MURDERED 10-year-old Sara Sharif was failed by the safeguarding system as even professionals appeared to be “groomed and manipulated” by her killer father Urfan Sharif, a review found today.

Surrey social services missed numerous opportunities and a “great deal of information” before Urfan was charged with murdering his daughter at the family home in Woking in August 2023.

She suffered what was described as “horrific abuse” at the hands of Urfan and her stepmother, Beinash Batool, who were both jailed for life after being found guilty of her murder last year.

Authorities must remain able to “think the unthinkable” and be “alert to the possibility that some parents will deliberately harm their children” when it comes to safeguarding children, the report into her murder warned.

Sharif and Batool undoubtedly “used home education to keep her hidden from view in the last weeks of her life,” it said, highlighting delays that led to a social worker visiting an out-of-date home address two days before she was killed.

There was also no evidence in the children’s services or health records that race, culture, religion or heritage were “properly considered,” despite Sara’s mixed background with a Polish mother and Pakistani father, it said.

Sara was placed on a child protection plan before she was even born. Family court hearings that followed soon after saw her moved from the care of both parents, to living with her mother, Olga, and having only supervised contact with her father after his domestic abuse.

In 2019, she was placed with her father and stepmother after Sharif alleged Sara had been abused in her birth mother’s care. Texts showed that Sara had begun being assaulted by her father “soon after she moved in with him.”
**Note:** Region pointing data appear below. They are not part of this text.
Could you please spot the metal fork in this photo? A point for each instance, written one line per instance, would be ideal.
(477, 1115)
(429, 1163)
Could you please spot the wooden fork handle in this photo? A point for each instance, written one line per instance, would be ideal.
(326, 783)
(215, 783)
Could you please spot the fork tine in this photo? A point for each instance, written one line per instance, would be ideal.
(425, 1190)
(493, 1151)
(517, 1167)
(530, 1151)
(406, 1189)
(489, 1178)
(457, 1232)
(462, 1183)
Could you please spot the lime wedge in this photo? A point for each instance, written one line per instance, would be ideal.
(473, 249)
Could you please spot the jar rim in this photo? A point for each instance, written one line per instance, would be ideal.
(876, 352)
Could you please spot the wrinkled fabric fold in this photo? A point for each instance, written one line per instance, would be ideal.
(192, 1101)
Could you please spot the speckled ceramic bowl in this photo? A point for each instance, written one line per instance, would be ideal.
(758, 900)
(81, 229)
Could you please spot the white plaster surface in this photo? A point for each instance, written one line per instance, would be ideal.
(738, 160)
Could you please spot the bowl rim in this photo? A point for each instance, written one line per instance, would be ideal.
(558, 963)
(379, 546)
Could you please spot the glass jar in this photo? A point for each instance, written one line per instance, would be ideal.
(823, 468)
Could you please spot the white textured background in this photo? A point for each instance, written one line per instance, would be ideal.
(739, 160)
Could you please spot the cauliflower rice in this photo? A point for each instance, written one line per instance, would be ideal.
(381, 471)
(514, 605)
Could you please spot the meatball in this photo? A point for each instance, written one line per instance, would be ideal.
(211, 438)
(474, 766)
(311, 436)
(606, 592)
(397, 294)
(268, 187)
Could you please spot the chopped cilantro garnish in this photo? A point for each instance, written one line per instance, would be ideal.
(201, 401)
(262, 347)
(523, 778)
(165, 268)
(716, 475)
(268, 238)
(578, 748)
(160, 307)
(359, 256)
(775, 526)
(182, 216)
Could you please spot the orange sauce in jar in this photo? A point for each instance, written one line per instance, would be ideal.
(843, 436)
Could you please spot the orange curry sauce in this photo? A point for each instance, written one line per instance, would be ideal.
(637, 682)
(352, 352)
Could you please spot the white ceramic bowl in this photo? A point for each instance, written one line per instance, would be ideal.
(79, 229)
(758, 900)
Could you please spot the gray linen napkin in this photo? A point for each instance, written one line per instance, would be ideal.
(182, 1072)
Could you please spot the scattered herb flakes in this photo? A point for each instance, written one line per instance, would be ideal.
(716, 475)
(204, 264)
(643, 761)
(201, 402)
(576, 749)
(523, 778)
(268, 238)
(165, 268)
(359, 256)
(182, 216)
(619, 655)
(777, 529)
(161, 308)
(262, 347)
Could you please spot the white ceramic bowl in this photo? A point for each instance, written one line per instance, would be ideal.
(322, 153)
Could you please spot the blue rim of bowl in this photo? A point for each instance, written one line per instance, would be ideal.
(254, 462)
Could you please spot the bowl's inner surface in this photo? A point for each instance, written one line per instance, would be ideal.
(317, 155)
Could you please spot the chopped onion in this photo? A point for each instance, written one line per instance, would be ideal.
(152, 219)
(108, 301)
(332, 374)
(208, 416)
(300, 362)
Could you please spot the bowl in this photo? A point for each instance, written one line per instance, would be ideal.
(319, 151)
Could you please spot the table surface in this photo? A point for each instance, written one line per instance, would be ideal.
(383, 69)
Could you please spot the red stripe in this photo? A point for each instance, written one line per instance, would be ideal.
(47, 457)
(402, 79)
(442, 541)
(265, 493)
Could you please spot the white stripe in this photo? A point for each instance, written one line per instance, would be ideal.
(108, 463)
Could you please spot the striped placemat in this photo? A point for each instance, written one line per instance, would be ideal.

The report said the overall process of court proceedings had not maintained sufficient focus on Sara’s needs, cultural heritage and the ability of Sharif and Batool “to provide safe care” amid multiple occasions when “more robust safeguarding processes were needed to properly investigate the possibility that she was experiencing significant harm.”

Surrey County Council said it was “deeply sorry” and that it will continue to work to implement all of the review’s recommendations.

Downing Street said that a review into her “heartbreaking” death had exposed serious failings which ministers would consider.